In the final installment of the Nightshade trilogy, New York Times bestselling author Andrea Cremer creates a novel with twists and turns that will keep you on the edge of your seat until its final pages. A dynamic end to this breathtaking trilogy.

The Woman in Black- By Susan Hill

Jacque's Review:

I selected this as our book to movie because I wanted to see what Daniel Radcliffe would be starring in for his first film after Harry Potter.  I knew nothing about the book besides the fact that it was a ghost story.  When I went to see Breaking Dawn, The Woman in Black was one of the previews.  It looked REALLY scary and I was beginning to wonder what I had gotten myself into.
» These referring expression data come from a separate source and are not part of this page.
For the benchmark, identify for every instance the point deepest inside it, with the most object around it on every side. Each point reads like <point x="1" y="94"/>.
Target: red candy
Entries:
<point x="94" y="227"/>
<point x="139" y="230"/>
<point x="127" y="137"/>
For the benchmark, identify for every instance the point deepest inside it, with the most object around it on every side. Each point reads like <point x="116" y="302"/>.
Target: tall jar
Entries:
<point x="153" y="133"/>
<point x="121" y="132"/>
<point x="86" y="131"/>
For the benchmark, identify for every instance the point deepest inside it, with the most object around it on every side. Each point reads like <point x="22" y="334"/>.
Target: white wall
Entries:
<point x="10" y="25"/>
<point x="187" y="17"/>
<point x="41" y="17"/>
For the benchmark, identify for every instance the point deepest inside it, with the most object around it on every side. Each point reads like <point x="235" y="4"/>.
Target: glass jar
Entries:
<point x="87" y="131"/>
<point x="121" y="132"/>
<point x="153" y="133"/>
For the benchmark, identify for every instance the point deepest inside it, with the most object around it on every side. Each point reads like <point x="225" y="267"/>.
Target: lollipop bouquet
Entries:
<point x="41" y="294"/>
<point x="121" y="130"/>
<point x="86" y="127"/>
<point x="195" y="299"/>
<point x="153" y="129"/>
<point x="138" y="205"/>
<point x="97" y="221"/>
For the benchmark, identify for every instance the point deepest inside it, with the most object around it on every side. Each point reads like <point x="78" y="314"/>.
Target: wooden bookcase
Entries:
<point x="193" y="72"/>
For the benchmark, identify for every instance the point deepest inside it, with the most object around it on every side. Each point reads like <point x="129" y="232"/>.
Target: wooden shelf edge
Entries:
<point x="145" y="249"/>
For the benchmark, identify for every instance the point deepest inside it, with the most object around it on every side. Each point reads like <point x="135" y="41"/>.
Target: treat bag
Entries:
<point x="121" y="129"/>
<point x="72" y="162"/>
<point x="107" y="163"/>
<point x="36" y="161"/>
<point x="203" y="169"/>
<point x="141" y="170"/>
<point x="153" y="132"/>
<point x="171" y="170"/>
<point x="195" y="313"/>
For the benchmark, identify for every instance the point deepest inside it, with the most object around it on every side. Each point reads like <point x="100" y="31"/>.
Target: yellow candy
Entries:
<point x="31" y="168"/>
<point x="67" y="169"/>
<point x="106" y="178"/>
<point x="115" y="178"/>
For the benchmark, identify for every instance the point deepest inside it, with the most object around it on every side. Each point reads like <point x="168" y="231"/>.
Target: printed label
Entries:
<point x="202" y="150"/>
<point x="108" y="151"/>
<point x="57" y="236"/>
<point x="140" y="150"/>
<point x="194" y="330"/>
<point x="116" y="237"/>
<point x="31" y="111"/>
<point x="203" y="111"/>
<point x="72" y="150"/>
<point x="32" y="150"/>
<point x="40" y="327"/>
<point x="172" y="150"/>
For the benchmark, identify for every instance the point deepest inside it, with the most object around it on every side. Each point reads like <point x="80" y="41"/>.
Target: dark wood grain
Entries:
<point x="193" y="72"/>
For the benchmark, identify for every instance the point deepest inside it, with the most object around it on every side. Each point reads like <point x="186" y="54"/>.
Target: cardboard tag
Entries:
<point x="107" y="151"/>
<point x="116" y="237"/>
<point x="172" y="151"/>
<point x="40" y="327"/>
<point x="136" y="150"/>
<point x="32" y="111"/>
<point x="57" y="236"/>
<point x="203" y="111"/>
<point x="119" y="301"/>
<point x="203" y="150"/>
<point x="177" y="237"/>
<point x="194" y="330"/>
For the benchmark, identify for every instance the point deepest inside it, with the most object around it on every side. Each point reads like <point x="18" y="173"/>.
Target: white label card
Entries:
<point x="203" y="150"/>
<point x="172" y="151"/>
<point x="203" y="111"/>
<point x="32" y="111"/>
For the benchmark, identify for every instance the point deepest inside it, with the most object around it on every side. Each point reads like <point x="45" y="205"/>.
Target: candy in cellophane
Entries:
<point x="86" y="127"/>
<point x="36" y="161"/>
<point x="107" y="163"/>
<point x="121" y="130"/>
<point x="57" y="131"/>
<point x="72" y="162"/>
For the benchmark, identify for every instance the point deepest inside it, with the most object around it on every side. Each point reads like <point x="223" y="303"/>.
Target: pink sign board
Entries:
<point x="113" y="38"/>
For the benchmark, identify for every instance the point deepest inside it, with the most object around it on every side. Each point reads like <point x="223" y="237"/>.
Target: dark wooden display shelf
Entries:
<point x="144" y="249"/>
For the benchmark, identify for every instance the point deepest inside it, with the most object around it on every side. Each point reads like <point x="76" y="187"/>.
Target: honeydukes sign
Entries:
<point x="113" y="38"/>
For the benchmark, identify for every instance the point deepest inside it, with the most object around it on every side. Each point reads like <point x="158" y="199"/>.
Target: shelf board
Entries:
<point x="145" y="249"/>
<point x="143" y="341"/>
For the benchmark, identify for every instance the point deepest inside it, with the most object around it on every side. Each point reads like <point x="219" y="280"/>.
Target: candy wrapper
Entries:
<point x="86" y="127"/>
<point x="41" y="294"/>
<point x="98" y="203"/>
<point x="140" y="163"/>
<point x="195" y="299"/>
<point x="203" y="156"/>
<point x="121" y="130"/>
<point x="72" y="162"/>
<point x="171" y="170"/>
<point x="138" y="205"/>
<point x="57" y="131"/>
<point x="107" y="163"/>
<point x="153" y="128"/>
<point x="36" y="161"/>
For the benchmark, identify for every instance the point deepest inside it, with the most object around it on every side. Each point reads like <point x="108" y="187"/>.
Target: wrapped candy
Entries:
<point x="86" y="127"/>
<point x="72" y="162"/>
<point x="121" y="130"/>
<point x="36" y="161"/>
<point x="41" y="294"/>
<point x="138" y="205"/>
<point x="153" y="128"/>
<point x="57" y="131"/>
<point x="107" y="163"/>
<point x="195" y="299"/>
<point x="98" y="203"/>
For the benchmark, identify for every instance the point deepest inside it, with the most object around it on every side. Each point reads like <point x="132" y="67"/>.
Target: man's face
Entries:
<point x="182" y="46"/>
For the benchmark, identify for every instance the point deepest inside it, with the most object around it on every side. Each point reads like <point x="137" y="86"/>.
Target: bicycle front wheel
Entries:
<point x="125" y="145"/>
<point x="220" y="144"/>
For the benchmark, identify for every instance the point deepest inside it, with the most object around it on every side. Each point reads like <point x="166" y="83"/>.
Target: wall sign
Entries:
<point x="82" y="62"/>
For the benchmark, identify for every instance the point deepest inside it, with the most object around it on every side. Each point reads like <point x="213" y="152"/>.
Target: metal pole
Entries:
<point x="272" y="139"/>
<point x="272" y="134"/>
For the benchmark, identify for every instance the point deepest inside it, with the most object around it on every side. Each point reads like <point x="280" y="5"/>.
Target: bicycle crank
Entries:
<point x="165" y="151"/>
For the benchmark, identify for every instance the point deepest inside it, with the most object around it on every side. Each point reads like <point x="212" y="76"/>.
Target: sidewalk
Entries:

The book starts out with a family getting ready to celebrate Christmas.  As part of their tradition, all of the children gather around the fire and tell ghost stories on Christmas Eve.  The children try to convince their father to tell a story, but he is overcome by the situation and steps out of the house for a while to regain his composure.  While outside he resolves to put down in writing what he cannot put into words, the real life ghost story he experienced while in his early 20s and working as an attorney.  At this point I was excited about where this could be leading, but ultimately it did not live up to my expectations.

The first 100 pages were very slow for me.  First we learn that Mrs. Drablow has passed away and that Arthur will have to go to Eel Marsh House to settle her estate.  Whenever he mentions the owner or the house to people around town, nobody will discuss it with him.  Arthur becomes increasingly agitated by the apparent lack of respect for the deceased.  When he attends the funeral, he is one of only 3 people in attendance.  When he refers to The Woman in Black that he saw at the grave site to others, they become very distressed.  There was a lot of setup such as this before the ghost story truly began.  The last 40 pages were a bit more exciting as we experience the hauntings of Eel Marsh House, but I never once had the feelings the movie trailer conjured up.  Clearly Hollywood is taking some liberties with this one, and for Radcliffe's sake I sure hope they do.